MOON KNIGHT : BLACK, WHITE & BLOOD #2, de Benjamin Percy et Vanesa R. del Rey, David Pepose et Leonardo Romero, Patrick Zircher


Le premier n° de Moon Knight : Black, White & Blood s'est avéré si décevant (hormis le segment par Marc Guggenheim et Jorge Fornes) que je me suis demandé si ça valait la peine de poursuivre. Mais vu les auteurs de ce second exemplaire, je me suis laissé avoir. Et cette fois, pas de doute : c'est d'un tout autre niveau, avec des histoires inspirées, fortes, graphiquement audacieuses.


- The Empty Tomb. (Ecrit par Benjamin Percy, dessiné par Vanesa R. del Rey.) - Epuisé par ses troubles de la personnalité, Moon Knight sollicite l'aide du Doctor Strange. Celui-ci l'envoie en Egypte avec un scarabée sacré comme boussole et le prévient que la cure peut le tueur comme le guérir...


- A Hard Day's Knight. (Ecrit par David Pepose, dessiné par Leonardo Romero.) - Marc Spector entre dans un bar où il s'attable en compagnie de Steven Grant, Jake Lockley et Khonshu. Blessé, il leur demande comment il a été atteint...


- Blood Red Glider. (Ecrit et dessiné par Patrick Zircher.) - La veuve d'un ami soldat de Marc Spector le somme de venger son mari, mort en mission à cause de lui. Moon Knight se met en chasse pour retrouver Henrik Kless, le mercenaire qui a abattu son ami...

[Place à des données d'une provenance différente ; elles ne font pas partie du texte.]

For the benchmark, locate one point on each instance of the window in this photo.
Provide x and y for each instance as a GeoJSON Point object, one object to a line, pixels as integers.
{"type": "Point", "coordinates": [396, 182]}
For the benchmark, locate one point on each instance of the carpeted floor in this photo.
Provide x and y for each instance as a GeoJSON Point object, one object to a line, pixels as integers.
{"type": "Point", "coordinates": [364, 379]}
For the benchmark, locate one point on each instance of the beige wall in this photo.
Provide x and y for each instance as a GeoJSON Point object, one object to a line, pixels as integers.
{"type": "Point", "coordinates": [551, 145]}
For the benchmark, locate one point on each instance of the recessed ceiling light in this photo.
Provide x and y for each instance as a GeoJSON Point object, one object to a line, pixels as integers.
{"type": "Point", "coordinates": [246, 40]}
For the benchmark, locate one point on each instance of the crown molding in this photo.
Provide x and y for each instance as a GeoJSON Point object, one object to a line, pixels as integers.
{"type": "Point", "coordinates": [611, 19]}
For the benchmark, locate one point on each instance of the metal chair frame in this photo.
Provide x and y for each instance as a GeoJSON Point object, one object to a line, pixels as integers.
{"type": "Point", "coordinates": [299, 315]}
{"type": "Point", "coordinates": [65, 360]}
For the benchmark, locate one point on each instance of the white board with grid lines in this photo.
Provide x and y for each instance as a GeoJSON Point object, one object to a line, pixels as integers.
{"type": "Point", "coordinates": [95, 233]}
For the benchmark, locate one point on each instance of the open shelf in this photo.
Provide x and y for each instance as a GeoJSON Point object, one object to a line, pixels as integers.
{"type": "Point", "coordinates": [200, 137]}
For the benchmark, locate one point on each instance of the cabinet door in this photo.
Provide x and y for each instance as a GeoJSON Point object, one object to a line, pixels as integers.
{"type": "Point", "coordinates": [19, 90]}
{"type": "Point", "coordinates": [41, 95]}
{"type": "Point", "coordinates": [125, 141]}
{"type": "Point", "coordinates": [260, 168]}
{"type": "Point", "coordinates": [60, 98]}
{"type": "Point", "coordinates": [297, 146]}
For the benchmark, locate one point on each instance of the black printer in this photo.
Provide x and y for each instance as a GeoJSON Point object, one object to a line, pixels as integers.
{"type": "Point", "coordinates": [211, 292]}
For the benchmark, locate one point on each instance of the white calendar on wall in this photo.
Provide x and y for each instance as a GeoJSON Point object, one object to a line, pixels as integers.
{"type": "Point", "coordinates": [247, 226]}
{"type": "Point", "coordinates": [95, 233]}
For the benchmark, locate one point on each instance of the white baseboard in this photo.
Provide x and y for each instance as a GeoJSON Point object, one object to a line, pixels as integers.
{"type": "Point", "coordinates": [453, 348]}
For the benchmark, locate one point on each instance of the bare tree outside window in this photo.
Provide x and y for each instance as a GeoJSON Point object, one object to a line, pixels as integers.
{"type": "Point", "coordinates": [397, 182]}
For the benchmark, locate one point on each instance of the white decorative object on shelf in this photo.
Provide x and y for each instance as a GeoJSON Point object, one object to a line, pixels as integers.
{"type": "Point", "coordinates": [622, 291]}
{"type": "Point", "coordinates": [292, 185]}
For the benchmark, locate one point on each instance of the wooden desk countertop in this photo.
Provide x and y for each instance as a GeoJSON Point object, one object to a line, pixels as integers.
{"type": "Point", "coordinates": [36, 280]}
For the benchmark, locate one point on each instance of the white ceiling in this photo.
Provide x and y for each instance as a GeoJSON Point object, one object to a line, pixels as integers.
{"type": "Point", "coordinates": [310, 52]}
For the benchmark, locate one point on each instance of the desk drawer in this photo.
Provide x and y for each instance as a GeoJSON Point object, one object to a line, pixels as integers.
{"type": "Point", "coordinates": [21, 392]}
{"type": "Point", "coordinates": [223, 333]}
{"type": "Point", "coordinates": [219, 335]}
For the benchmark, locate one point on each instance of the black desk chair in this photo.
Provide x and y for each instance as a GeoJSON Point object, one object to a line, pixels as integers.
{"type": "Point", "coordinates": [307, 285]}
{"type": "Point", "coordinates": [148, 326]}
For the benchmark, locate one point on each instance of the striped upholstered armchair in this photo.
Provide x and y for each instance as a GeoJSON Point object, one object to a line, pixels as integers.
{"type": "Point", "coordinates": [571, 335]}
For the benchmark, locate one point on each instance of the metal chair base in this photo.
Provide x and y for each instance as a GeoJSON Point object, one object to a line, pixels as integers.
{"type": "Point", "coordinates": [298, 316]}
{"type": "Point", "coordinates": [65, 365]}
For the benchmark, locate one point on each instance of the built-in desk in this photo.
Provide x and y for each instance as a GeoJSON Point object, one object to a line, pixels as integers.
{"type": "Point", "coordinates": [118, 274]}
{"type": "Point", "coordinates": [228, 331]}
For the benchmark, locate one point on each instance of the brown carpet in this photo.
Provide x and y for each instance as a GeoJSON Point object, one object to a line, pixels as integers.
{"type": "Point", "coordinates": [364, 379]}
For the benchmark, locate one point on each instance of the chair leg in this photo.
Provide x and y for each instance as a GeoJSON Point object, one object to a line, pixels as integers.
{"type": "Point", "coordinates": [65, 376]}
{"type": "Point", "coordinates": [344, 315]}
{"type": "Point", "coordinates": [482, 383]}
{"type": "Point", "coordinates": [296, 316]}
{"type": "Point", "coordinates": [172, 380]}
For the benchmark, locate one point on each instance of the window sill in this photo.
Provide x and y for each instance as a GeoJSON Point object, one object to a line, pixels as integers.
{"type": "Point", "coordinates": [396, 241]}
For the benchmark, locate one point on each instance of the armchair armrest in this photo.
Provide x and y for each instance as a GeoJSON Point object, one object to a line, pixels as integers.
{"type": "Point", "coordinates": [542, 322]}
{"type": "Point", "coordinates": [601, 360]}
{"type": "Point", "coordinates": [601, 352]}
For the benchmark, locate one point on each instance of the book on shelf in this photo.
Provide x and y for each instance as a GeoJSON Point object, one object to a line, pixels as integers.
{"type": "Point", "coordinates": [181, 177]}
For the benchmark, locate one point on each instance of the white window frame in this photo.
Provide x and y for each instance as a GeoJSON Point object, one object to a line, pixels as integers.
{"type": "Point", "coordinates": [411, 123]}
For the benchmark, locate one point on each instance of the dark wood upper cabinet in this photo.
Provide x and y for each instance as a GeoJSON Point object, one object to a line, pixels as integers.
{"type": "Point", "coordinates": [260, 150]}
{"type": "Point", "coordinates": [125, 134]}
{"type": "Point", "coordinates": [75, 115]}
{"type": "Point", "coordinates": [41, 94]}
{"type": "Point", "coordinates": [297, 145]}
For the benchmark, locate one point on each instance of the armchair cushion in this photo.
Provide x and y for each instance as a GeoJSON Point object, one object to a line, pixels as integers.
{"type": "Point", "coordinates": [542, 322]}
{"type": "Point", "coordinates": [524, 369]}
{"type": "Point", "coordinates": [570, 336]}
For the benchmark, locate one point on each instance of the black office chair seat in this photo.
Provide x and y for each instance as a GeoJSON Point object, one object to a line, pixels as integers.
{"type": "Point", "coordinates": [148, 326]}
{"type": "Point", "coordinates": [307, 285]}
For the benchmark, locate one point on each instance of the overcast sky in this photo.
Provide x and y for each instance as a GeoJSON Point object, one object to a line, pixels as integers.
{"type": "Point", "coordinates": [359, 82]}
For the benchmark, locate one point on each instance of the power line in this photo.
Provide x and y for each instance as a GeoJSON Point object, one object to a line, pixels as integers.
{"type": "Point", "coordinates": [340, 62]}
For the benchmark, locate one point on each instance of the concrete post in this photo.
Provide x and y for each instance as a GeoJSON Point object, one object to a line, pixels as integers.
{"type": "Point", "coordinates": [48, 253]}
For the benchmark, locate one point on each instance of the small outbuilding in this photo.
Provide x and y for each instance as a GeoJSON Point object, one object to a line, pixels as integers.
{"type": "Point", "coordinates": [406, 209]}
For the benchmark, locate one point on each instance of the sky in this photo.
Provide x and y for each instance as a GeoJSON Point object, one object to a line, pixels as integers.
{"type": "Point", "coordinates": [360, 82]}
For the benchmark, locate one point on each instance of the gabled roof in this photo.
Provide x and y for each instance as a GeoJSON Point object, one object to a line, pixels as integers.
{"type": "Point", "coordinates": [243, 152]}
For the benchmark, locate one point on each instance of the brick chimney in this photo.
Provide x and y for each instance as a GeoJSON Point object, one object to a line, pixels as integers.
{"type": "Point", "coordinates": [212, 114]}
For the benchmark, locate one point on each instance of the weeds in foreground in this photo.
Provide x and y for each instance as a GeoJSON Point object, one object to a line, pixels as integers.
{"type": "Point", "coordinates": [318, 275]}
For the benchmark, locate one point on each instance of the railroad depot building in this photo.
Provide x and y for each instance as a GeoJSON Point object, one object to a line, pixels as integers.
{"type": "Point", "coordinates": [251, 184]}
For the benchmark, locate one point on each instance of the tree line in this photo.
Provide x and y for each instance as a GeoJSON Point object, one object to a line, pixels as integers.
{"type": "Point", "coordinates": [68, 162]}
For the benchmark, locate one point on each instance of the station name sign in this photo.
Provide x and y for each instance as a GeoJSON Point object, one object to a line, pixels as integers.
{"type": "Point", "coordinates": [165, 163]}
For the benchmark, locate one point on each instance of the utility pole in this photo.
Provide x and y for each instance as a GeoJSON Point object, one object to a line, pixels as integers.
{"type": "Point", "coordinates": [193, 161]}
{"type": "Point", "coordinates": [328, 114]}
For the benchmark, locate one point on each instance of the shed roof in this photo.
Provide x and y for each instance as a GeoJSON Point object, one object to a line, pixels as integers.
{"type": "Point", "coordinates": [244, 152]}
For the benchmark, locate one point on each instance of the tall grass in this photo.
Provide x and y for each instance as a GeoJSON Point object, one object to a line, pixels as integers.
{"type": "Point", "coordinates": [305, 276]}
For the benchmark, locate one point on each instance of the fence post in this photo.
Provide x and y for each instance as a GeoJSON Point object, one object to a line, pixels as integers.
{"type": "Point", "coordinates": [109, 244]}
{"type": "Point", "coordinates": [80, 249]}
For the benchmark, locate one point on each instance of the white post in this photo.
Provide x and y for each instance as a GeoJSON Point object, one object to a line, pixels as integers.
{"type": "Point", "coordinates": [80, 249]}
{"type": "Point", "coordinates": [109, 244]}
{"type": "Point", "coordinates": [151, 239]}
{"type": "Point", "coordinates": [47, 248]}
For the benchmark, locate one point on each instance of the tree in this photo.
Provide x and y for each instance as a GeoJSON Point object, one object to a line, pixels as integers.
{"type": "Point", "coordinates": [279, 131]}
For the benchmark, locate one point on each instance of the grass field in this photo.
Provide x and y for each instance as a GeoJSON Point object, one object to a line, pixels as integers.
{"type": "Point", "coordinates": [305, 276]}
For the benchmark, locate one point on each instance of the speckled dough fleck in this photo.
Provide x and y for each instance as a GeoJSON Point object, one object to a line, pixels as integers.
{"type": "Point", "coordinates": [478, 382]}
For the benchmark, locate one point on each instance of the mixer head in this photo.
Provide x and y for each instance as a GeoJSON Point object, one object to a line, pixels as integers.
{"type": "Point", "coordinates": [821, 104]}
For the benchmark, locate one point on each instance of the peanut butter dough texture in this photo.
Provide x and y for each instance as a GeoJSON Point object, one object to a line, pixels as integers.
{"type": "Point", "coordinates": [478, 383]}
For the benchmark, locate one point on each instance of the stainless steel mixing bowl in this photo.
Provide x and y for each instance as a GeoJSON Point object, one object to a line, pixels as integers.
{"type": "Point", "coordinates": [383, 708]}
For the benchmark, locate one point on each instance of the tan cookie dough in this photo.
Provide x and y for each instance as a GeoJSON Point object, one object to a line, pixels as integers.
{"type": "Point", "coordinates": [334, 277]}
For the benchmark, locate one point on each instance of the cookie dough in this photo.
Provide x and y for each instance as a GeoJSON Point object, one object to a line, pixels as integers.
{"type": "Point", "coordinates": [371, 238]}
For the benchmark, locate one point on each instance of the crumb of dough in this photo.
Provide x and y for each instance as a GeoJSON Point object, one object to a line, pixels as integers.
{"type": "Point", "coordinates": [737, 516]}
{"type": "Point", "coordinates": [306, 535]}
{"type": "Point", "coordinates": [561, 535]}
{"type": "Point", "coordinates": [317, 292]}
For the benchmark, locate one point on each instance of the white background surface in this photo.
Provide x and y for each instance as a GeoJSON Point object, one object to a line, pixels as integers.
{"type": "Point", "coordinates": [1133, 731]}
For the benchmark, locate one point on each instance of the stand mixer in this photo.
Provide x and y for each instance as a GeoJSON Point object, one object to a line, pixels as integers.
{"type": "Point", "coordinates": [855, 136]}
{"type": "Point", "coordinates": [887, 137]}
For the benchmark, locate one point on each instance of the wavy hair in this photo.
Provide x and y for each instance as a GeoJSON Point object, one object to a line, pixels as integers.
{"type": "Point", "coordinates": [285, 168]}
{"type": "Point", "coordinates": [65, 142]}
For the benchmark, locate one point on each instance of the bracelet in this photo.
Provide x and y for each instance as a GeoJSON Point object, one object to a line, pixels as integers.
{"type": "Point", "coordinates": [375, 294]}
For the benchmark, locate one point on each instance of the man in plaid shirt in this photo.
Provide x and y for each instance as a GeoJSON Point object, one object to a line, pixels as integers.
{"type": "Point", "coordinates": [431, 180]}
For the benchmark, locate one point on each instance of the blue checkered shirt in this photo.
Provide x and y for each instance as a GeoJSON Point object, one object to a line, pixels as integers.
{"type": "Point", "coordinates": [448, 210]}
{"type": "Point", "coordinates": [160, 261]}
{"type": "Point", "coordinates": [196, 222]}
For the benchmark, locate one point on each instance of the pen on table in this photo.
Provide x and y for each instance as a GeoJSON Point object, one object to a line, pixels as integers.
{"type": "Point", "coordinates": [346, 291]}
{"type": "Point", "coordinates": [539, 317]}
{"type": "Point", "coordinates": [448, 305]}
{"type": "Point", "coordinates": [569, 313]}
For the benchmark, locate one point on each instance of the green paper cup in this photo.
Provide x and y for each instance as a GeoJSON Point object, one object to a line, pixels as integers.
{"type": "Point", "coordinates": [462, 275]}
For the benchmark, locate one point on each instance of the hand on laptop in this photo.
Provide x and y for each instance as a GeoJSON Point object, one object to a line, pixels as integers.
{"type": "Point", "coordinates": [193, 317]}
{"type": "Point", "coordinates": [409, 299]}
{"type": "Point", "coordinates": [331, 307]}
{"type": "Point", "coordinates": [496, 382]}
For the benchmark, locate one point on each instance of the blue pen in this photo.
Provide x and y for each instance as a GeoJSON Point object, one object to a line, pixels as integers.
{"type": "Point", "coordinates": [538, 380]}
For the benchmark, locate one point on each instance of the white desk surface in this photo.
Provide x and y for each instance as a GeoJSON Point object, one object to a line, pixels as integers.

Le risque avec des projets comme Moon Knight : Black, White & Blood, c'est évidemment que le concept soit réduit à un gadget, à un pur exercice de style sans véritable fond. C'est ce qui s'était passé avec le premier numéro où malgré des noms ronflants, le manque de consistance des propositions était affligeant - même si j'épargnerai le segment réalisé par Marc Guggenheim et Jorge Fornes.

Bien déçu par cette expérience, je me suis posé la question de perséverer. Puis, au regard des auteurs impliqués dans cette seconde livraison, je n'ai pas résisté. Et j'ai été récompensé car le niveau des offres est bien plus élevé, gratifiant le lecteur de trois brêves histoires sur Moon Knight aussi inspirées narrativement que graphiquement audacieuses.

On démarre donc avec la nouvelle écrite par Benjamin Percy, dont pourtant je me méfie après avoir perdu beaucoup trop de temps à essayer d'aimer son run de X-Force. Mais ici, le scénariste retrouve la verve qui l'avait fait remarquer sur Green Arrow lorsqu'il imagine que Marc Spector, à bout de nerfs, consulte le Doctor Strange pour qu'il l'aide à ne pas devenir "un sarcophage vivant" obligé de composer avec ses multiples personnalités et surtout au service ce Khonshu.

Les planches de Vanesa R. del Rey ne plairont pas à tout le monde, le style de l'artiste étant exigeant dirons-nous. Mais au moins il se marie à la perfection avec le propos, cette traversée du désert éprouvante au terme de laquelle Moon Knight va soit trouver la paix soit la mort. Des images fortes, avec un usage du rouge sang intense, pour un script puissant, au final bien perturbant. S'il serait injuste de déloger Jed MacKay de la série régulière Moon Knight actuellement, j'avoue que je serai curieux de lire ce que Percy pourrait faire avec le personnage sur un run.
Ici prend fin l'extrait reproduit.